Mutua Madrid Open Tennis

Carlos Alcaraz llegó para sacudir el circuito grande del tenis. Es un elegido, uno de esos cracks que aparecen cada tanto para escribir nuevos capítulos en la historia. El jueves pasado cumplió, apenas, 19 años y ya lo tiene todo (o casi). Muchas veces se cae en la tentación de exagerar los elogios para los jóvenes que trascienden rápido, pero ningún aplauso parece desmedido para el español. Es un niño maravilla que compite como un adulto consagrado. Sólo un día después de derrotar a su ídolo, una leyenda como Rafael Nadal, Carlitos derrumbó a otra gloria como el N° 1, Novak Djokovic. La victoria por 6-7 (5-7), 7-5 y 7-6 (7-5), en 3h35m, lo dispara a la final del Masters 1000 de Madrid. Ningún jugador en la historia de las raquetas había podido vencer a Rafa y a Nole en partidos consecutivos sobre polvo de ladrillo.
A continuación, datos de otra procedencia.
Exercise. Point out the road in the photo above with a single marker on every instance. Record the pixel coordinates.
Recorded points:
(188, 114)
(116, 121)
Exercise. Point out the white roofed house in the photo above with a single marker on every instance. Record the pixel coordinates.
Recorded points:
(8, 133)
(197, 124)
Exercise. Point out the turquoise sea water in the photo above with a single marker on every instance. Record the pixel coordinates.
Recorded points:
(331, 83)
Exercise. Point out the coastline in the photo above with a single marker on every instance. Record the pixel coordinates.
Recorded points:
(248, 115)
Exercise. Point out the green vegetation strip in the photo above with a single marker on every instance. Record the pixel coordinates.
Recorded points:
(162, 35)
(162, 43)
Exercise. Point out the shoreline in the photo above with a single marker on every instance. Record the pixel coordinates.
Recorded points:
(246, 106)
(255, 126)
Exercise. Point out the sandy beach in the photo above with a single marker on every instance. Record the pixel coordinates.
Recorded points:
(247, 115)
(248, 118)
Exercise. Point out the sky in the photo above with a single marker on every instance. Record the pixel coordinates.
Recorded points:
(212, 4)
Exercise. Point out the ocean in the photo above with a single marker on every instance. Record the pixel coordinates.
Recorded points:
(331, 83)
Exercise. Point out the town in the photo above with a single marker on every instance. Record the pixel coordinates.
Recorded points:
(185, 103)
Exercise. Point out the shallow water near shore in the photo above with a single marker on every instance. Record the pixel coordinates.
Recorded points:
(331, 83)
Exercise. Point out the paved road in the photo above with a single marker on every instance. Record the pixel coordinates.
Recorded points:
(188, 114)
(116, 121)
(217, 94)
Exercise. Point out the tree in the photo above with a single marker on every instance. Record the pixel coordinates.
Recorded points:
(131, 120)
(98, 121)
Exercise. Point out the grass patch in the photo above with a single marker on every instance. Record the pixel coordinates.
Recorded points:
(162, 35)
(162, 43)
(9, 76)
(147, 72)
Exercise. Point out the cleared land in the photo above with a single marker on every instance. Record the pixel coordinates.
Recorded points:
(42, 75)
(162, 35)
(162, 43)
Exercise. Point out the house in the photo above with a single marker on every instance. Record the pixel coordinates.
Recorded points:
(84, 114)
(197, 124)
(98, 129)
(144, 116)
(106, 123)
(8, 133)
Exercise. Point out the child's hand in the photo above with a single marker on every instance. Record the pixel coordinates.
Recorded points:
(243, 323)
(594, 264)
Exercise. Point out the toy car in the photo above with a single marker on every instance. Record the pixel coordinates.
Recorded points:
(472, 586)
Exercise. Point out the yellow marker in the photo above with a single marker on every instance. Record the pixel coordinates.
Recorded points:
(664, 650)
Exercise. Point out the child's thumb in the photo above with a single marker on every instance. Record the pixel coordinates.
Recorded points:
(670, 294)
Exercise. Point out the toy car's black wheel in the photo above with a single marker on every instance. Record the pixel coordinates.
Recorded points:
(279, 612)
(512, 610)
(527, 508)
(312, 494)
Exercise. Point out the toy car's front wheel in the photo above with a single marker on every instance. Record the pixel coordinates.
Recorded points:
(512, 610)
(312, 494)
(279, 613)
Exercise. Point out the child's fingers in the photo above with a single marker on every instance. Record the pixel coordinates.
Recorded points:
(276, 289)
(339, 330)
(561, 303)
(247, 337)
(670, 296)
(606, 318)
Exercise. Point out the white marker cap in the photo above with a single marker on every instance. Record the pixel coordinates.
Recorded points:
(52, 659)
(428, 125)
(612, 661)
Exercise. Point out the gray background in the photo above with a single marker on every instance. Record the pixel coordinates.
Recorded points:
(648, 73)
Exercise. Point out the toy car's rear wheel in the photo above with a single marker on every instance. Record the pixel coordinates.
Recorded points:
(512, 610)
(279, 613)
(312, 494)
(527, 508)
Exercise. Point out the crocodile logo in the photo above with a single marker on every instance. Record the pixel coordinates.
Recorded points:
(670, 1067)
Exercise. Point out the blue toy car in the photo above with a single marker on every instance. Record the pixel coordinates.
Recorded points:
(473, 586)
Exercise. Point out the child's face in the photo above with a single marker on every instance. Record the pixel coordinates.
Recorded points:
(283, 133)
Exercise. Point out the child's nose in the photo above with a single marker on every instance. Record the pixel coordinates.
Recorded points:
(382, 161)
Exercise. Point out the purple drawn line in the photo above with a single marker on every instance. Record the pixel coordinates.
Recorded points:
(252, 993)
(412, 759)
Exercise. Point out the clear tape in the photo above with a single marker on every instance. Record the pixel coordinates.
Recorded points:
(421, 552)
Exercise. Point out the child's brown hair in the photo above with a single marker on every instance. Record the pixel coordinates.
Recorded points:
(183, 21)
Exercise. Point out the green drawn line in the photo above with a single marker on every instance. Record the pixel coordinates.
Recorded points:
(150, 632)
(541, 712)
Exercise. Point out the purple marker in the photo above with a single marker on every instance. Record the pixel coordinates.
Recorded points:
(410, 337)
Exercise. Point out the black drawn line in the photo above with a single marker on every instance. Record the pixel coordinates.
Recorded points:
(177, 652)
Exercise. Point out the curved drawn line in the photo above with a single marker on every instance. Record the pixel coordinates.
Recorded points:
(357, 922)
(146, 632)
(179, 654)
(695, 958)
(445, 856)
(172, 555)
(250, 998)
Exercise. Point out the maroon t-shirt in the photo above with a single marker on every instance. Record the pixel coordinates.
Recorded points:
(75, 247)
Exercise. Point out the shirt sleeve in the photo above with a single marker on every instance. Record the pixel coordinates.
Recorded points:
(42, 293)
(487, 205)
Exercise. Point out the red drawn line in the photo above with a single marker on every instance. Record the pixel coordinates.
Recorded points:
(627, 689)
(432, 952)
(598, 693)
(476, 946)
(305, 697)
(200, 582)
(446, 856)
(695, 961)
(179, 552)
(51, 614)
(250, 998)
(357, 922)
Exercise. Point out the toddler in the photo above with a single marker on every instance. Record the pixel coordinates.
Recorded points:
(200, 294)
Carlos Alcaraz dio otro gran golpe en Madrid, venciendo a Djokovic (el número 1 del mundo) en las semifinales.
Manu Fernandez


Carlos Alcaraz dio otro gran golpe en Madrid, venciendo a Djokovic (el número 1 del mundo) en las semifinales. (Manu Fernandez/)

Alcaraz parece no temerle a nada y acelera la transición: ya es mucho más que el diamante en bruto de la nueva generación. Tiene una porción de cada estrella. Sobre la línea de base, el murciano no muestra dificultades para defenderse ni contragolpear. Tiene paciencia para construir el punto y “una cabeza bien amueblada” , como dijo Toni Nadal, tío y formador del 21 veces campeón de Grand Slam. Pero asombra con un espíritu ofensivo que lo distingue del resto. Posee derecha de boxeador y sensibilidad de violinista. Ostenta la fiereza de las bestias y la frialdad de los cirujanos. Su repertorio técnico y estratégico tiene una mezcla de todo lo efectivo y más, porque utiliza el drop shot con maestría y también toma riesgos cerrando los puntos en la red. Juega al ajedrez con una pelotita.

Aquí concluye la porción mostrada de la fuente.